Basically the FTC is required to go through a lengthy (probably multi-year) impact analysis if they determine that the rule will cause more than $100 million in impact to the US economy.

The previous administration determined that this rule would not meet the threshold, allowing quick implementation. The current administration then said "actually we think this would meet the threshold" giving the court an excuse to strike the rule down.

If the trump administration is correct that trapping people in gotya-contracts by making it difficult to cancel really constitutes $100 million of economic activity in the US, I think that says that there's something truly rotten about the basis of our economy.

replies(1): >>44512870 #
35. bluGill ◴[] No.44512870{6}[source]
You would have attacked them for withdrawing the rule as well. You have setup a can't win situation and then are attacking someone for losing.

If Liberals really wanted this rule they would have followed the law. Evidence is the conservatives when this was passed objected because the law was not being followed. They were then left in this can't win situation.

replies(1): >>44513198 #
36. hamilyon2 ◴[] No.44512881{3}[source]
In general the better experience will command higher price, right. That is true, and by forcing same lowest level on everyone we are constructing artificial floor on how bad an experience can be.
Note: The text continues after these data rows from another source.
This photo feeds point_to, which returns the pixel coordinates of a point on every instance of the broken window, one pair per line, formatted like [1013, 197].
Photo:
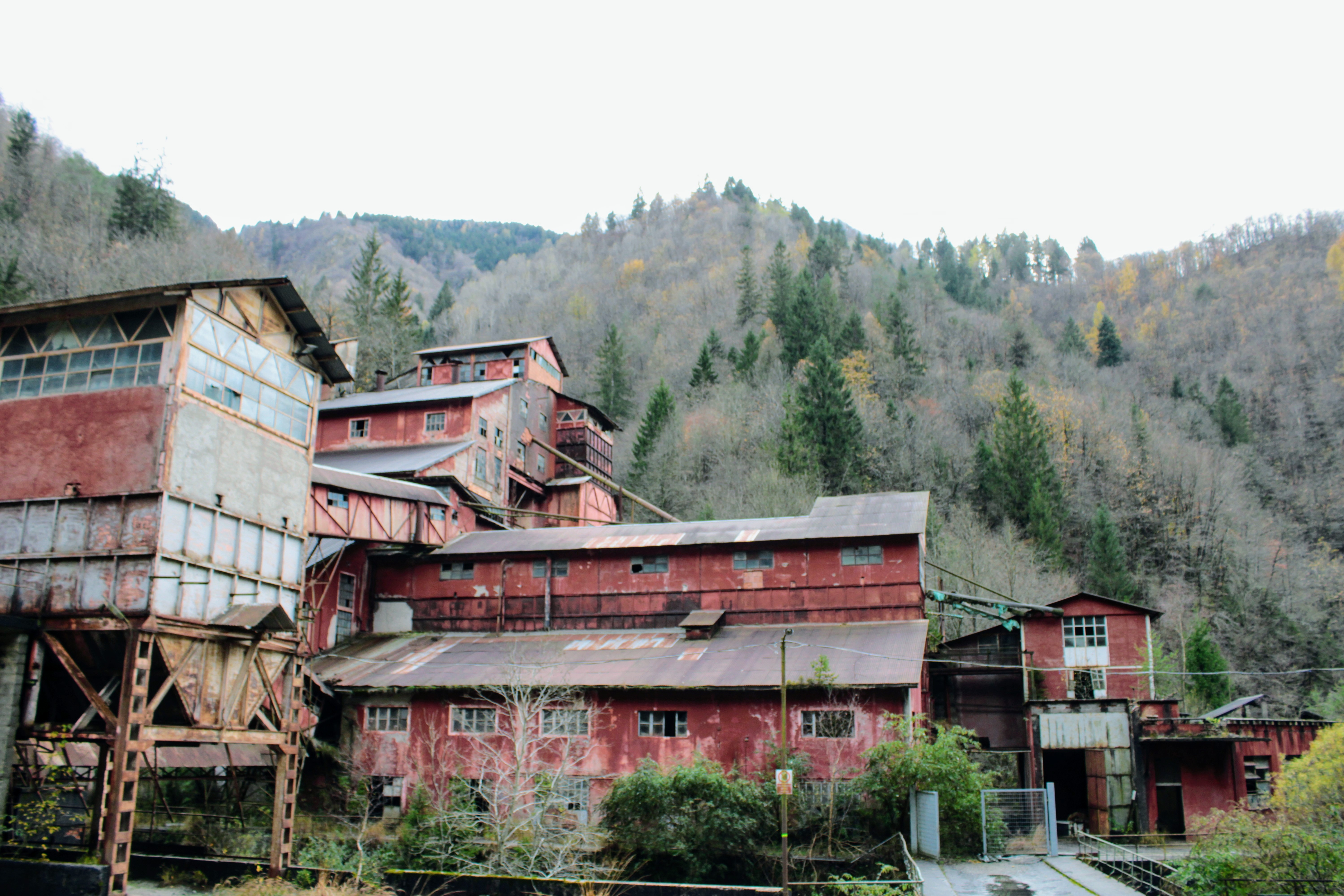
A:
[661, 723]
[565, 722]
[345, 608]
[261, 385]
[389, 718]
[459, 570]
[862, 555]
[1257, 781]
[829, 723]
[753, 561]
[48, 359]
[470, 721]
[650, 563]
Or at least ensuring that bad experience is so profitable that the competitor is ready to even pay the fee for violations.

Illegal markets operate in this territory. No consumer protection there, sorry.

I started to understand the question more, thank you for your comment

replies(1): >>44513799 #
37. jordanb ◴[] No.44513198{7}[source]
I would have criticized them for getting rid of a rule that protects consumers, yes.

But it would have been far more honest than what they've done here, where they set up a kabuki theater legal defense so that they can avoid the bad politics of killing a very good rule to protect monied special interests.

38. hiAndrewQuinn ◴[] No.44513799{4}[source]
Always happy to facilitate deeper understanding, even when I disagree with you. No problem!
39. avhception ◴[] No.44514164{5}[source]
I for one was definitely speaking about the general case, not this particular case. My point was that due process is not, generally speaking, a bad thing - even if it means that "progress" is sometimes a little slow to come by.
40. avhception ◴[] No.44514194{7}[source]
Thanks for chiming in and pointing this out. I, too, am frustrated by the setback of this nullification.

In my original comment, I was talking about the general case for due process. "Progress" is almost as useless a category as "good" and "bad".

Debates have become astonishingly partisan.

41. immibis ◴[] No.44519058{7}[source]
Do they actually consider themselves pro-consumer, do they lie and say that, or do they keep quiet about it and let you assume that?